Unlike many traditional medical tools, the interface adopts a clean, minimal design. Advanced or infrequently used settings are tucked away behind a toggle, allowing users to stay focused on their core tasks without being overwhelmed by clutter or irrelevant options.
If a user decides to add a new column, it's as simple as clicking the "+" button. The user could either type out what they want to extract or select from a list of common extraction types. The system will then automatically generate the necessary prompts for the AI model, streamlining the process and ensuring accuracy.
The system highlights cells with low confidence scores, allowing users to prioritize their review efforts. This feature is particularly useful when dealing with large datasets, as it helps users quickly identify areas that require their attention.
To quickly reference the original data, users can hover over a cell to view the corresponding PDF excerpt. This feature is especially helpful when users need to verify the accuracy of the extracted information or understand the context in which it was presented.

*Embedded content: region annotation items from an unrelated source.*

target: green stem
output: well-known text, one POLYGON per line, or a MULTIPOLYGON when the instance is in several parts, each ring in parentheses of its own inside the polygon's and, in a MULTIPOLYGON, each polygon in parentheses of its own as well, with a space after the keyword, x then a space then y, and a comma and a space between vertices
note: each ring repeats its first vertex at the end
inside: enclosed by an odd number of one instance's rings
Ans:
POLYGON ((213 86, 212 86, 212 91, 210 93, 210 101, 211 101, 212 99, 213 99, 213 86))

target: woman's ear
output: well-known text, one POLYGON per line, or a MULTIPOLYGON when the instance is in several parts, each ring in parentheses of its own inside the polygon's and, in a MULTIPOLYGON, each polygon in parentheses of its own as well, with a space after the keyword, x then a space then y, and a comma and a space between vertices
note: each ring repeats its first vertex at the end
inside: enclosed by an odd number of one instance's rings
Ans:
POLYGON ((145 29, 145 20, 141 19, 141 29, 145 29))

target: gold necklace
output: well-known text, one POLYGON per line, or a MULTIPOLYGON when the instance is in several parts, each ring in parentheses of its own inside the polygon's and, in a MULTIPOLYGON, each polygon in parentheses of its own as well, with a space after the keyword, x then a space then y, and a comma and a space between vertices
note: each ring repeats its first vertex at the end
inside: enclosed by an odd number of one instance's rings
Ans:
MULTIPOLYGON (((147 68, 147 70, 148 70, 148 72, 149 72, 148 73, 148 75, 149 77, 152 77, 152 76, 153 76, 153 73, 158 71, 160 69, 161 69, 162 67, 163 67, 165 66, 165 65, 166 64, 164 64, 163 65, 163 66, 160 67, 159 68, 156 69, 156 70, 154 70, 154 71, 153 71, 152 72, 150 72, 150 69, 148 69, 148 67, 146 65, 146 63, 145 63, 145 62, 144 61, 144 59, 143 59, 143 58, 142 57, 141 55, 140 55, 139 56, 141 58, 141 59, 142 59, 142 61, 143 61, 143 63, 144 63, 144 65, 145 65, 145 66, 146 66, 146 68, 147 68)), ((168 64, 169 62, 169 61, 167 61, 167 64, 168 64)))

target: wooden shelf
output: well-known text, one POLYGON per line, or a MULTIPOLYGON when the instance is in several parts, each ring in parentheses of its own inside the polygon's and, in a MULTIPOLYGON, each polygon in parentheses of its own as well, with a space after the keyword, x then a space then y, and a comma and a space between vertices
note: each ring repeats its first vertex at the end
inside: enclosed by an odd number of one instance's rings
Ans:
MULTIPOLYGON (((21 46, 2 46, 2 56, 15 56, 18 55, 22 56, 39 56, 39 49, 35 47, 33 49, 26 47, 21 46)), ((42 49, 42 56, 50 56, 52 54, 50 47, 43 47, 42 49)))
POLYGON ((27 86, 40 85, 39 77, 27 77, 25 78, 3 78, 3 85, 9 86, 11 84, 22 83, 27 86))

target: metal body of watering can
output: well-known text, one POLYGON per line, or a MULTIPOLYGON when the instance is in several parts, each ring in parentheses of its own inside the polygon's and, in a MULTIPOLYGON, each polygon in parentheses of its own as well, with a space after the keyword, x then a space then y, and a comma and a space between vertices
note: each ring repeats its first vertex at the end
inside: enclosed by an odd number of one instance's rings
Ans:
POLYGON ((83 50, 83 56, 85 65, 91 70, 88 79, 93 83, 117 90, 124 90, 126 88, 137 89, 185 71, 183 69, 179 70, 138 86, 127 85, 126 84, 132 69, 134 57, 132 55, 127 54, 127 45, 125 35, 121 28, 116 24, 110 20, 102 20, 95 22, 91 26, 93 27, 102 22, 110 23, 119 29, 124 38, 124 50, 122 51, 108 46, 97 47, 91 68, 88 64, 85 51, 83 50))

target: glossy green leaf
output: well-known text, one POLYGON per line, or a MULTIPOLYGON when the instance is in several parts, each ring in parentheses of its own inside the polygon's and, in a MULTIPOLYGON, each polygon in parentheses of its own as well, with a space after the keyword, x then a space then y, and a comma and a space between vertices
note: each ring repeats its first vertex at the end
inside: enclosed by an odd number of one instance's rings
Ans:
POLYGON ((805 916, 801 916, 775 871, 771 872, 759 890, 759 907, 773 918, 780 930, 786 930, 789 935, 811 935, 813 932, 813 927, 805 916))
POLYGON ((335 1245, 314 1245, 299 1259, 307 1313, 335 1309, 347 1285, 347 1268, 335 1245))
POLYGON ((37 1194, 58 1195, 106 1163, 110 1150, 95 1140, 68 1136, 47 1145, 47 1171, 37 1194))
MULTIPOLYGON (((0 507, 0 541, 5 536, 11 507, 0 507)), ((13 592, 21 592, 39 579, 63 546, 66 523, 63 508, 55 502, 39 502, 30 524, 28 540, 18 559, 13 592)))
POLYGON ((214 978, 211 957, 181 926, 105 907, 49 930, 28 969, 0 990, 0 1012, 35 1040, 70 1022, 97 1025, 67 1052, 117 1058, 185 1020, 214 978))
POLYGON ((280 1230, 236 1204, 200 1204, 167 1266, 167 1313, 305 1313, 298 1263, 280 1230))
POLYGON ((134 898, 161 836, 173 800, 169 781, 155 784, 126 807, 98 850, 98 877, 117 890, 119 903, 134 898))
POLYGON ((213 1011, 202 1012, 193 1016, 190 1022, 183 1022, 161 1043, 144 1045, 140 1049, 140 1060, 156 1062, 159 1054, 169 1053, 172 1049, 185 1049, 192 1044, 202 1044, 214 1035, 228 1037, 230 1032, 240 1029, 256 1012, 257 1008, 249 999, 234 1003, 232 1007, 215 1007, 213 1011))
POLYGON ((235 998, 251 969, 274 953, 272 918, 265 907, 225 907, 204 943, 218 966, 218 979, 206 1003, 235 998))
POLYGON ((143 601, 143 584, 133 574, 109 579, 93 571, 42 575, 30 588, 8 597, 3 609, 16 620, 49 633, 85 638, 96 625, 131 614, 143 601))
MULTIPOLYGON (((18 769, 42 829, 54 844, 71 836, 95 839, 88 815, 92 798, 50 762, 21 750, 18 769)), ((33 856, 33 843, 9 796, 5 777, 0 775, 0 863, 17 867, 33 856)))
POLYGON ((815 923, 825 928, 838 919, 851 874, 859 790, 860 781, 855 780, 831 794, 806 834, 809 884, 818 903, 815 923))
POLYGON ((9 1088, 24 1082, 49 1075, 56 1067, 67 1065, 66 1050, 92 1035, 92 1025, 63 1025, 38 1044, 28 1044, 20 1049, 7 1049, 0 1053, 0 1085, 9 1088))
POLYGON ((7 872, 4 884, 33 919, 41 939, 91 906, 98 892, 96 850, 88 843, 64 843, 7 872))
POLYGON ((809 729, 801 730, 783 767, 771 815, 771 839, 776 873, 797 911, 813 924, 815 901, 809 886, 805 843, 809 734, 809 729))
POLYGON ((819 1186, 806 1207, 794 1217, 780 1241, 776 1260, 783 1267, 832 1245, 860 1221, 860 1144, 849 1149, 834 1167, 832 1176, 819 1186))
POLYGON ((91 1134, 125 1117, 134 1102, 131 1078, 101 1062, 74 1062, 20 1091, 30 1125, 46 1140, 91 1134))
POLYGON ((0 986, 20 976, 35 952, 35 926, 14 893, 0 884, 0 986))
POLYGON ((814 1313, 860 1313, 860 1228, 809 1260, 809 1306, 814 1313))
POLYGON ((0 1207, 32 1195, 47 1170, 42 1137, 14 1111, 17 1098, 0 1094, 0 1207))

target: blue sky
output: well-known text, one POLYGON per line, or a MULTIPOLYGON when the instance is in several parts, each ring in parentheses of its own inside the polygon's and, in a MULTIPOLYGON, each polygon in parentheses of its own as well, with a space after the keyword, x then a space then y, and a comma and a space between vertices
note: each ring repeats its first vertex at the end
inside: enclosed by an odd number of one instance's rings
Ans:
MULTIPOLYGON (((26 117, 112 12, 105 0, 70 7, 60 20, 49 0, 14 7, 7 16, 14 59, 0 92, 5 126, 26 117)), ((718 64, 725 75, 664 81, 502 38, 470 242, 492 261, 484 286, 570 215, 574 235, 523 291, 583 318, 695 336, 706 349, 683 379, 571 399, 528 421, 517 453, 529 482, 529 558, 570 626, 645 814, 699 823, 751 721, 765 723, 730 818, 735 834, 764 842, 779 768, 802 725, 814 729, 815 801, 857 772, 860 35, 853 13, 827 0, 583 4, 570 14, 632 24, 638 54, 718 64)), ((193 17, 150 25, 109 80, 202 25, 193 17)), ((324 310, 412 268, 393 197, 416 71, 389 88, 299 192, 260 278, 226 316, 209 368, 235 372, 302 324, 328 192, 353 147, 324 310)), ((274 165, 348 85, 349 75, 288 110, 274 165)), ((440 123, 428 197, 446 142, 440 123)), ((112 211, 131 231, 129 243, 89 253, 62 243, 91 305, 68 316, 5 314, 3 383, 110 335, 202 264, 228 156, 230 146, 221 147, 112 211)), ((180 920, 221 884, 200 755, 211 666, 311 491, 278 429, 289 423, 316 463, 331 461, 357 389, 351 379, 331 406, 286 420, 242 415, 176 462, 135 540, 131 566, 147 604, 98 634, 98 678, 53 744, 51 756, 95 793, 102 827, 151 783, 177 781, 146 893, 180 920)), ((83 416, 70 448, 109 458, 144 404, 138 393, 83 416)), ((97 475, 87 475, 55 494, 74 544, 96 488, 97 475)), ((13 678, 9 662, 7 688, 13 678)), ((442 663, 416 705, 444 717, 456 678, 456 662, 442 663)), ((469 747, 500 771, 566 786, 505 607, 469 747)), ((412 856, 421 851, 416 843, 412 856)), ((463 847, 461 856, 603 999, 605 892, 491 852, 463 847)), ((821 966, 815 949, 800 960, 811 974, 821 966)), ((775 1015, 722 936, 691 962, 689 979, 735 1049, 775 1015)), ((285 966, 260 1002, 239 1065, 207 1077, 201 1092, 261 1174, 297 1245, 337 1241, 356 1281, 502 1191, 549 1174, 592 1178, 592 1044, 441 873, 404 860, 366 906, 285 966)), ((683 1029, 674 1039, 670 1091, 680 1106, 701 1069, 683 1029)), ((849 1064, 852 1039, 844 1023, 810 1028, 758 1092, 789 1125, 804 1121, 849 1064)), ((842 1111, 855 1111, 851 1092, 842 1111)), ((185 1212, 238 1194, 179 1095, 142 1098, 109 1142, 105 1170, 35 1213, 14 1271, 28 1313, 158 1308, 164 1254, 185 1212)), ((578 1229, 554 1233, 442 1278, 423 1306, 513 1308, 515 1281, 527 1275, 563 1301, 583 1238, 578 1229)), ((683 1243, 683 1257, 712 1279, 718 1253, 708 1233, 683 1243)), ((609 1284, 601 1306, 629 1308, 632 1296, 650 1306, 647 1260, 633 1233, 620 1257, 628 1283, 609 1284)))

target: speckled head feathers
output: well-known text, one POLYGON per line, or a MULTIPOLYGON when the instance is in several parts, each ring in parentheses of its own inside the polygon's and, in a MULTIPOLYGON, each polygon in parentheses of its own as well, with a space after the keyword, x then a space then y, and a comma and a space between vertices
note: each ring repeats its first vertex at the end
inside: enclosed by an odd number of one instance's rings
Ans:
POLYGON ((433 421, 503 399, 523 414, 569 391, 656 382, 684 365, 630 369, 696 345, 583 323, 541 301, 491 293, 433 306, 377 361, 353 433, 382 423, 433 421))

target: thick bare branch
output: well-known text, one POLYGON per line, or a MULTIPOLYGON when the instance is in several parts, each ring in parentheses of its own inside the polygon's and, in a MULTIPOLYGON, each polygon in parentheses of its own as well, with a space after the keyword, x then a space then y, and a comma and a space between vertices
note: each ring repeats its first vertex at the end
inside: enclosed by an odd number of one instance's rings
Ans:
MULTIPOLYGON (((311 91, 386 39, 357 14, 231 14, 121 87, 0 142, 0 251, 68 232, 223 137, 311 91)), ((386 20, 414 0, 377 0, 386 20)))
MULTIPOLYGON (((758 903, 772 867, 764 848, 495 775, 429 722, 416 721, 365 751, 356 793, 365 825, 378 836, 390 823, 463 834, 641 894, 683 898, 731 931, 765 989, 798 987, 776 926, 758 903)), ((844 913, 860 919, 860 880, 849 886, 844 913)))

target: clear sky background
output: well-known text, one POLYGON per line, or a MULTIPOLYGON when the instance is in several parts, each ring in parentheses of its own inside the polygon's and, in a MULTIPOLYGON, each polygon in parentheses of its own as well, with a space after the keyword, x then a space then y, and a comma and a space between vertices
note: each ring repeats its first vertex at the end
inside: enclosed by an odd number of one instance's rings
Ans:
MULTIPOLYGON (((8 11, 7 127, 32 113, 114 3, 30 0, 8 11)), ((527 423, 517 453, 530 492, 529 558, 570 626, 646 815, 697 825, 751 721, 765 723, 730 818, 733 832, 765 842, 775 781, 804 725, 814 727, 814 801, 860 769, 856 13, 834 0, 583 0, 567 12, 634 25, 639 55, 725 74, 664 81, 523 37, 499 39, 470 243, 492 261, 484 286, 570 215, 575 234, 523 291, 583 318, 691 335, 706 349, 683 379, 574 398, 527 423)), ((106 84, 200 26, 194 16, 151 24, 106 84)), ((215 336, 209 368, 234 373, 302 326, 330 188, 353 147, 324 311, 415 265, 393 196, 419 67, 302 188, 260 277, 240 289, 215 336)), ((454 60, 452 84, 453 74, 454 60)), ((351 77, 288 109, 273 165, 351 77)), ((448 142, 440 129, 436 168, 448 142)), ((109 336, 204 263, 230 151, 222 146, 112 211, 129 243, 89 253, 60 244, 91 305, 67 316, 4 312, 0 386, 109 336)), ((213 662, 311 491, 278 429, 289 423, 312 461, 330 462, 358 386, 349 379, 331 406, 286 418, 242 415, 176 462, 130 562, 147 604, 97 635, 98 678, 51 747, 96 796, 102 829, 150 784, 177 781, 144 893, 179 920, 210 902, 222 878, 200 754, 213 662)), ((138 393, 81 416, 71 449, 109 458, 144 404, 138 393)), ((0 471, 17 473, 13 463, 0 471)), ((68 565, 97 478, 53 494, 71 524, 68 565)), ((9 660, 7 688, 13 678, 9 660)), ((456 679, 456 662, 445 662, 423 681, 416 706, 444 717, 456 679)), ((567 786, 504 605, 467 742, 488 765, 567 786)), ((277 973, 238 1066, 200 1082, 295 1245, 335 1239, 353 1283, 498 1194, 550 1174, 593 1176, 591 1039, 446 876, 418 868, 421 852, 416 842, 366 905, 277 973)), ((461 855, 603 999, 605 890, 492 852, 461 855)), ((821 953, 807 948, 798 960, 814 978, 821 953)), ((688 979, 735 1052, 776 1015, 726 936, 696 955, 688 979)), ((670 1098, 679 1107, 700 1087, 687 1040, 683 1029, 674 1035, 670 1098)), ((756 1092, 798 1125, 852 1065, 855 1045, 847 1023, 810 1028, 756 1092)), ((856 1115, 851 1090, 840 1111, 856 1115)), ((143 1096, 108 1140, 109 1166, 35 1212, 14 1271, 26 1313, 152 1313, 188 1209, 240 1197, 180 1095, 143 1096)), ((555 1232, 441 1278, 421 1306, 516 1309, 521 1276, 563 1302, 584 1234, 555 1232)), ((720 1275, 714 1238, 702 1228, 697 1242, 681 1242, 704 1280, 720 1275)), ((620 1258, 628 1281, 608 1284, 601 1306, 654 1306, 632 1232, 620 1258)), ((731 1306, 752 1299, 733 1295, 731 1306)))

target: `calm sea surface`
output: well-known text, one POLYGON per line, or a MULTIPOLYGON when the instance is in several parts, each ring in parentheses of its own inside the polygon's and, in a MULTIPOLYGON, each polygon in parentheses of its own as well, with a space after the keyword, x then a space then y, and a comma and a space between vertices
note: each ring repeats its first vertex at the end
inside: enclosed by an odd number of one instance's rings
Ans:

The system also provides a side panel that displays the AI's reasoning for its suggestions. This transparency helps users understand how the AI arrived at its conclusions and fosters trust in the system.
Reflections
Through this project, we learned critical lessons:
- Adaptability: It's easier to adapt to user styles than expect users to learn new systems.
- Transparency: Clear evidence and explanations are crucial for AI acceptance.
- Early Technical Alignment: Collaborating with developers early helped mitigate late-stage surprises.
- Balance: Users preferred augmenting their judgment rather than full automation.
- Familiarity: Leveraging familiar mental models (e.g., spreadsheets) greatly reduced user resistance.
Learnings
- Know your client: Doctors don’t design. Wireframes needed to feel real to get useful feedback. It’s easier to adapt to their context than expect them to adapt to ours.
- Trust comes from transparency: The side panel did more than explain—it turned AI into a collaborator.
- Embrace constraints early: Parsing issues and latency could have derailed the project. Early collaboration with engineers helped us design around limitations, not despite them.
- Doctors value control over speed: They didn’t want full automation—they wanted AI to augment their judgment, not override it.
- Familiarity is your Trojan Horse: By mimicking Excel and Airtable, we lowered the learning curve and framed AI as just a smarter cell.